World can learn from China's policies on Africa

(China Daily)
Updated: 2007-02-06 07:16

JOHANNESBURG: China's increasing involvement in Africa may influence the nature of international relations with the continent, in an equal and mutually beneficial way, a senior South African official said.

With China's entry into Africa, "we begin to get everybody to understand the principles of sovereignty, equality, non-intervention in the affairs of other countries, and mutual benefits," South Africa's Deputy Foreign Minister Aziz Pahad said in a recent interview with Xinhua.

This "can even change the whole nature of how other countries deal with Africa," and "we can create the environment in which we can deal with other countries on a equal basis," Pahad said.

He made the remarks on the eve of President Hu Jintao's visit to South Africa.

Hu's visit "is an increasing sign that, as China emerges as a strong economic power in the world and as a permanent member of the United Nations Security Council, it has a major role to play," Pahad said.

He said China influences not only the world's political and economic situation, but more specifically in dealing with challenges that other countries are experiencing, particularly in Africa.

South Africa is part of Hu's eight-nation trip to Africa that began last week, three months after the Beijing Summit on China-Africa Cooperation held last November.

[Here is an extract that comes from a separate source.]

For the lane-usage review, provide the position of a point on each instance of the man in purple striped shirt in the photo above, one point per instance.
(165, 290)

At the forum, Chinese and more than 40 African leaders pledged to intensify cooperation on mutual development.

During Hu's visit, Pahad said, China and Africa will need to see how to follow up on decisions made during the Beijing summit, which include China's increasing aid to Africa and the expansion of two-way trade and investment. Pahad stressed that the South African government does not believe that China is coming to Africa as a new colonial power.

"We reject that argument," he said, adding that China has cancelled most of the debt in Africa and has forged partnerships with African countries.

China's decision to limit its exports of textile products to South Africa for two years is a good example, Pahad said. South Africa's industry and trade unions have long accused low-price Chinese products of flooding the local market and against which they were unable to compete.

"I think that is a good political indication that China is willing to listen, even if they don't necessarily agree, to see where they can help developing countries," Pahad said.